The plan, approved by the ALA Executive Board, calls for expansion of the association's Washington Office. The plan is based on a report submitted by ALA Executive Director Elizabeth Martinez.
"We are unanimous in our enthusiasm for the bold vision you have presented," said Mr. Curley.
Implementation of the policy calls for a modest dues increase -- the first in 10 years -- and would be used solely to beef up the resources of the Washington Office and establish an Office for Information Technology Policy.
The goal, according to Ms. Martinez, is to redirect ALA's resources toward a "21st century purpose" -- defining librarians for the public as the "gatekeepers" in an information society.
Patricia Glass Schuman, ALA past president, continued the theme by stressing that "we need to help position libraries for the 21st century.
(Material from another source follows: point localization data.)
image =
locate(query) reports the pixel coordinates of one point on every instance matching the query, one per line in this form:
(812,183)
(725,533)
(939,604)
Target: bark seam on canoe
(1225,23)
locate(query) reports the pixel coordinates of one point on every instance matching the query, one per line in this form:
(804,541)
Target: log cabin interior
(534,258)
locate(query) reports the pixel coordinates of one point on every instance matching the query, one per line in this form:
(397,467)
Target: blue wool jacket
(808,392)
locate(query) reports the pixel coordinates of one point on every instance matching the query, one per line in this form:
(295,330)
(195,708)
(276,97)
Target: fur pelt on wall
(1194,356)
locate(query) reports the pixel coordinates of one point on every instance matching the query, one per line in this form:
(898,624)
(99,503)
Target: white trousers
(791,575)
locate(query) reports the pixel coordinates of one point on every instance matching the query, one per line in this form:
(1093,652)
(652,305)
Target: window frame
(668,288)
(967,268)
Libraries, as we know, are taking a backseat to other budget priorities. . . . America needs libraries and librarians now more than ever."
As the audience responded in thunderous applause, a "special library advocate" took the stage, founder of the nation's first subscription library, in Philadelphia. "Ben Franklin" lamented the fact that "support of libraries has diminished to a horrible degree. He offered rules by which "a great nation can become greater," among them:
- Generously provide funding for libraries.
- Maintain the "public storehouse of knowledge" in public hands.
- Do not let the Information Superhighway become a "toll road" and
- Do not "neglect to cultivate" knowledge and wisdom.
Pulitzer Prize-winning author David McCullough ( Truman, 193), who was the keynote speaker, immediately won over the crowd when he proclaimed, "I have only been able to have the career I have had because of books and libraries.
"I am doing everything I can to awaken leaders in politics and business of the great need to support our libraries," he continued. He said America's system of free public libraries is of "inestimable value," because "libraries are dedicated to the advancement of learning."
Although Mr. McCullough said he would be testifying before Congress in support of the national Endowment for the Humanities, the National Endowment for the Arts and the Corporation for Public Broadcasting, the last, for example, "could be doing a better job," he said. "How can Public TV not have a book show?" he asked, while mentioning his efforts to get such a show on the air.
Mr. McCullough compared the proposal to "zero out" the federal contribution to the budget of the Corporation for Public Broadcasting to Congress's "hue and cry" in 1814 over whether to buy the library of Thomas Jefferson to replace the collections of the Library of Congress, which had been burned during the War of 1812. "Many in Congress asked, 'What do we need them for?' said Mr. McCullough. Some other comments: "Thomas Jefferson's library is [full of] finery and philosophical nonsense"; and much of it is "in languages many cannot read and most ought not to."
The wiser politicians prevailed, Congress purchased the Library, and it became the seed of the universal collection of 110 million items the Library holds today in more than 460 languages.
"To say that public television is for the elite is to perpetuate a lie," he said, his voice rising. According to Mr. McCullough, 67 percent of public TV viewers do not have more than a high school education, "almost the same [percentage] as viewers who watch [commercial] TV."
Getting back to the subject of libraries, Mr. McCullough, thanked the librarians for their "belief in the fundamental good, the bedrock purpose of the library systems in this country.
"I am absolutely a library advocate."